Nomura Holdings Inc. expressed cautious hope that its latest turnaround plan has put itself on track for a rebound from a dismal fiscal year, after reporting 969% year-over-year surge in fiscal first-quarter net profit as well as higher revenues in all three business divisions.

Nomura CFO Takumi Kitamura said in a July 31 earnings call that Nomura's efforts to revamp its product line, rein in expenses, and review strategic sectors bore fruit in the fiscal first quarter ended June 30, even in a "challenging environment" that included U.S.-China trade frictions, Brexit uncertainty, and prospects of interest rate cuts in the U.S. and Europe.
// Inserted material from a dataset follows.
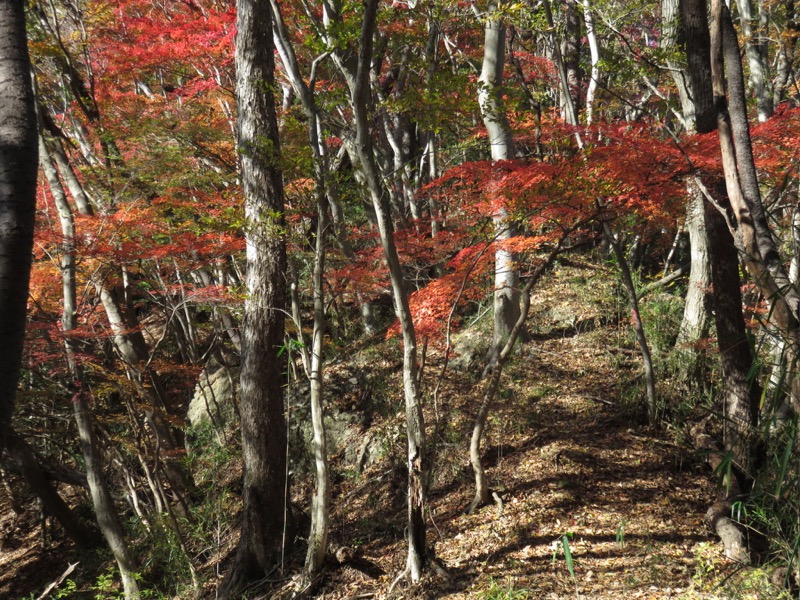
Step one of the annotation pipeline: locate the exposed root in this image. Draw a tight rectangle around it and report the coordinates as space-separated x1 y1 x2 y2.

The company "saw results from reviewing our business portfolio and other efforts to improve profitability...resulting in higher income before income taxes in all business divisions," said Kitamura.

"By implementing the realignment of our business platform, we aim to gain further traction to build on the signs of change that became evident in the first quarter of this year."
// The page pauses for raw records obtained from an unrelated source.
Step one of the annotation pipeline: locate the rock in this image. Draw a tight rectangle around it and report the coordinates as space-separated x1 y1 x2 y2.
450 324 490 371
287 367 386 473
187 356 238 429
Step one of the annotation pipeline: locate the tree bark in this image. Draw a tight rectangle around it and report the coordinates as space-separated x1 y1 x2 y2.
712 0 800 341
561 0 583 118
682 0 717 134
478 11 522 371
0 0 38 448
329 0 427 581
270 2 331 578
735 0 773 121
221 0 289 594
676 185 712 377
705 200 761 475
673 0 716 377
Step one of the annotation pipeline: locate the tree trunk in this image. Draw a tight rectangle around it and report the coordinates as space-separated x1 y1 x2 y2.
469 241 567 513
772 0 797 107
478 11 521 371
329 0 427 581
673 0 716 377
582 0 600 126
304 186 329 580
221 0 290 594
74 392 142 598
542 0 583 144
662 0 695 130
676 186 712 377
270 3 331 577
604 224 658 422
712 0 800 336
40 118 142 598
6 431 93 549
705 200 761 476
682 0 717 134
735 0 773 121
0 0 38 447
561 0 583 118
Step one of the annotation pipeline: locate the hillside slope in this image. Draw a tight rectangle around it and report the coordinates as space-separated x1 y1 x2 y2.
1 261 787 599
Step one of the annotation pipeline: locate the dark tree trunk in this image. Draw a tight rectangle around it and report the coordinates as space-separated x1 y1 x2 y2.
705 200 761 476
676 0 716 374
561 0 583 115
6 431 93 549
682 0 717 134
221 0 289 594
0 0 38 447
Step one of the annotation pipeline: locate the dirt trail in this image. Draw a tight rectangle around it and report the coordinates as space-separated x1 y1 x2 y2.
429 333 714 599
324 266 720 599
Kitamura, however, emphasized the scale of the challenge Nomura faces in overcoming its woes, which caused support for CEO Koji Nagai to plunge at a June shareholder meeting. "We are neither optimistic nor pessimistic," said Kitamura.
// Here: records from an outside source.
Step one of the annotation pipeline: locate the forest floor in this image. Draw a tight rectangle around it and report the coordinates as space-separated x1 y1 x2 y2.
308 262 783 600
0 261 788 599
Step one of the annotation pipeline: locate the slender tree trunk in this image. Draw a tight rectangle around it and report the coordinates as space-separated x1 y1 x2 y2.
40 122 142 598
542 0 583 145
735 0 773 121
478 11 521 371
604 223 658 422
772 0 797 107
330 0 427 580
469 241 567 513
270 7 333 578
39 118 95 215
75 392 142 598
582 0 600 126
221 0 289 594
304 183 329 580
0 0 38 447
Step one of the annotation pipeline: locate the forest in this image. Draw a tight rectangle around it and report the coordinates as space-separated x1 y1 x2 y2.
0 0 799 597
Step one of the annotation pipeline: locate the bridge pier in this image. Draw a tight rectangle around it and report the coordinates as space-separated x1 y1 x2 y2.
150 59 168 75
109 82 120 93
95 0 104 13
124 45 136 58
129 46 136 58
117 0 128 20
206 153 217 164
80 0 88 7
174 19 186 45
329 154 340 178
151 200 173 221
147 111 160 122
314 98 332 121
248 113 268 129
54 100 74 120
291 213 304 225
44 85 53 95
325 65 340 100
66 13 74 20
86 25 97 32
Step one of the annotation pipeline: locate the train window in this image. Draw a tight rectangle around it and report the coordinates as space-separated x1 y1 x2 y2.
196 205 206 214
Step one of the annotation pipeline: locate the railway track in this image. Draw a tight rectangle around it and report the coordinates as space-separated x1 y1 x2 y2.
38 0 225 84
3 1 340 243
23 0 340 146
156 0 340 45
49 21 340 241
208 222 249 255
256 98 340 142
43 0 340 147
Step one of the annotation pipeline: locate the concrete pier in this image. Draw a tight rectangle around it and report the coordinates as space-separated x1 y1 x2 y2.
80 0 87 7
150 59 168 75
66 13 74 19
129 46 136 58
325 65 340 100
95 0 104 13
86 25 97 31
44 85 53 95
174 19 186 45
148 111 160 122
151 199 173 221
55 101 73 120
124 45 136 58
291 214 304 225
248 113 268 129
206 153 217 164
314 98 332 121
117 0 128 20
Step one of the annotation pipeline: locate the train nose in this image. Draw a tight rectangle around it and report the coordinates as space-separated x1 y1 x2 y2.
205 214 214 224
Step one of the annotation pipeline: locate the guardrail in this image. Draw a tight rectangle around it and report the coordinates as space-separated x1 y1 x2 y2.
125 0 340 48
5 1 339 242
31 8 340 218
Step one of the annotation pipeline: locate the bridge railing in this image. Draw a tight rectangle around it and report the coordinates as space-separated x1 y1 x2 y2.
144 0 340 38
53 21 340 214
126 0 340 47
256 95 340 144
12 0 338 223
Nomura reported signs of a broad-based recovery across business units and regions in the fiscal first quarter.

Its wholesale, retail and asset management divisions all notched higher quarter-on-quarter net revenue and pretax income, with a combined total of ¥274.6 billion and ¥46.3 billion, respectively. Nomura's three international regions, meanwhile, returned to pretax profit totaling ¥30.4 billion.

Kitamura cited Nomura's overhaul of its retail product strategy as a "major factor" in the positive first-quarter results. And he cited strong wholesale performance, even in a global environment that was "not favorable," as a reason for hope.

"Is it sustainable? It's challenging but we wish to maintain this momentum," said Kitamura.

Cost-cutting continues

Nomura also made important progress in its belt-tightening mission in the first quarter, achieving the 50% mark in its target to reduce overall costs by ¥440 billion by 2022. It hopes to meet 60% of the goal this fiscal year. Kitamura said a work-in-progress to implement an artificial intelligence platform promises to further bring down expenses.

In April, Nomura announced a major restructuring drive that included slashing $1 billion of costs from wholesale operations, reducing its global workforce, and consolidating branches in its domestic market.

Kitamura said Nomura was not finished with reducing its global workforce, although some executed job cuts have not been reflected in the latest headcount figures from June, which showed overseas staff dropping to 11,689 from 12,012 in March.

"Some of it is included (in the June figure) and some not," said Kitamura. "Just because we communicate with an employee it does not mean they are immediately deducted from headcount … Not all of headcount optimization has been reflected."

The signs of recovery come amid a volatile global business and geopolitical environment, chronic weakness in Japan’s banking industry, and increasing scrutiny over Nomura's own business practices. In May, Nomura was hit by revelations that employees leaked sensitive market information from its Nomura Research Institute Ltd. affiliate to institutional clients, a key factor in the June pressure on Nagai to step aside.

Nagai vowed to continue improving Nomura's business practices following the earnings announcement. "We will work to further strengthen our internal control framework and swiftly rebuild our business platform," he said.

CFO Kitamura held out the possibility of another share buyback following the surprise $1.4 billion acquisition of shares in June. "At this stage of the year, we are not able to commit," said Kitamura. "But yes, there is an option of an additional share buyback."

As of July 31, US$1 was equivalent to ¥108.60.